How do we build pipelines for our Terraform state files?
As I mentioned above, we use Jenkins for our Terraform deployments. With hundreds of state files, we have hundreds of pipelines and stages. We use an in-house Groovy library with Jenkins Job DSL plugins to create these pipelines. When a team is building a new state file, they either create a brand new pipeline or add this as a stage to an existing pipeline. This was accomplished by adding a DSL script to a directory that Jenkins reads on a schedule and builds all our pipelines. However, this is not a very user-friendly experience, as writing Groovy to build a new pipeline is time-consuming and error-prone.
However, an awesome engineer in my team named Andrew Martin used his innovation day to solve this problem. He built a small program that reads a simple YAML file and builds these complex DSL scripts that Jenkins can use to build its pipelines. This new approach made creating new Terraform state pipelines a breeze.
pipelinename: Terraform-Deployment-rosi-org-root steps: - path: accnt-rosi-org-root/env-global - path: accnt-rosi-org-root/us-east-1 - path: accnt-rosi-org-root/env-global/organizational-units-and-scps/sandbox next: - path: accnt-rosi-org-root/env-global/organizational-units-and-scps/dev next: - path: accnt-rosi-org-root/env-global/organizational-units-and-scps/prod-staging next: - path: accnt-rosi-org-root/env-global/organizational-units-and-scps/prod
The configuration above will create a pipeline like below in Jenkins.
How do we test Terraform changes?
As I mentioned before, each Terraform state file has a planning stage in their pipeline. This stage must be able to successfully compete before proceeding to the apply stage. However for this to happen changes must already be merged to the master branch of the Terraform repository, and unfortunately, if a bad change gets merged, the pipeline is broken and blocked. Also if a bad change to a widely used module gets merged, several state files may be impacted.

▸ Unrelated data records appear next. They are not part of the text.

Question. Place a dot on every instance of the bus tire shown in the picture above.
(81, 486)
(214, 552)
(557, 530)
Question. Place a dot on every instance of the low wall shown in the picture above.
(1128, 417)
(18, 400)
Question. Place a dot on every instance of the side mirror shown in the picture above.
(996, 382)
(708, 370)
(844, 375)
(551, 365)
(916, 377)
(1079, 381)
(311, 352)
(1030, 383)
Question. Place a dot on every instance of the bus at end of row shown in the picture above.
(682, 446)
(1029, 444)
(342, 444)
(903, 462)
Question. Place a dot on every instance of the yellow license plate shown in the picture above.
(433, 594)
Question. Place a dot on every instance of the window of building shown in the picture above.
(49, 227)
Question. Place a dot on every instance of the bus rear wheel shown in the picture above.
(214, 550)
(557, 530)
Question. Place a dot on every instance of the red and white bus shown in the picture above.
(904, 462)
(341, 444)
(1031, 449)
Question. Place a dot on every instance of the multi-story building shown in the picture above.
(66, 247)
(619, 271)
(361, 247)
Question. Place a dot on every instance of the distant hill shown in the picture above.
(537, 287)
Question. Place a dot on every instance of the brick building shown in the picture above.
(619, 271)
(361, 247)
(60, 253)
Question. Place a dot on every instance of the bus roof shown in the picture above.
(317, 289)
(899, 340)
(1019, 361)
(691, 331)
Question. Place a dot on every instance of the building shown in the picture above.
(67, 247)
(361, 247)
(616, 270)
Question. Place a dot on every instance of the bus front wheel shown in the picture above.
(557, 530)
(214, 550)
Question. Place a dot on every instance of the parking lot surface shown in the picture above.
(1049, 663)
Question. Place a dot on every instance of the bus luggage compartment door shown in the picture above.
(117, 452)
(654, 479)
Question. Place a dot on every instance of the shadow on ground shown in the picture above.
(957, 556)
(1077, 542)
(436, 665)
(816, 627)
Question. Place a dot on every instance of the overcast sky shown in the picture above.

To fix this, we introduced a tool called Terraform Smart Planner. Once a change is made to the Terraform repository, we can execute this tool. Terraform Smart Planner will look for all impacted state files by this change, run plans against each one, and post the output to the pull request. The Terraform Smart Planner works in a similar fashion when a module is updated as well. However it will prompt the user to unpin any modules that are pinned using the module catalog as we discussed earlier, if those modules have any changes made to them.
Having this output on a pull request body is incredibly helpful for the reviewers as they can see what resources are impacted by a given change. It also helps to discover any indirectly impacted state files and any changes to the resources in them. This allows us to confidently approve a pull request and request further changes.
We also run a similar CI check for each pull request and block merges to anything with broken Terraform plans.
Some final words
Our Terraform usage is far from perfect, and there are a lot of improvements we can make to improve the user experience. The Cloud Foundations team is working closely with service teams across Slack to collect feedback and make improvements to the processes and tools that manage our infrastructure. We have also written our own Terraform providers to manage our unique services while making contributions to open-source providers.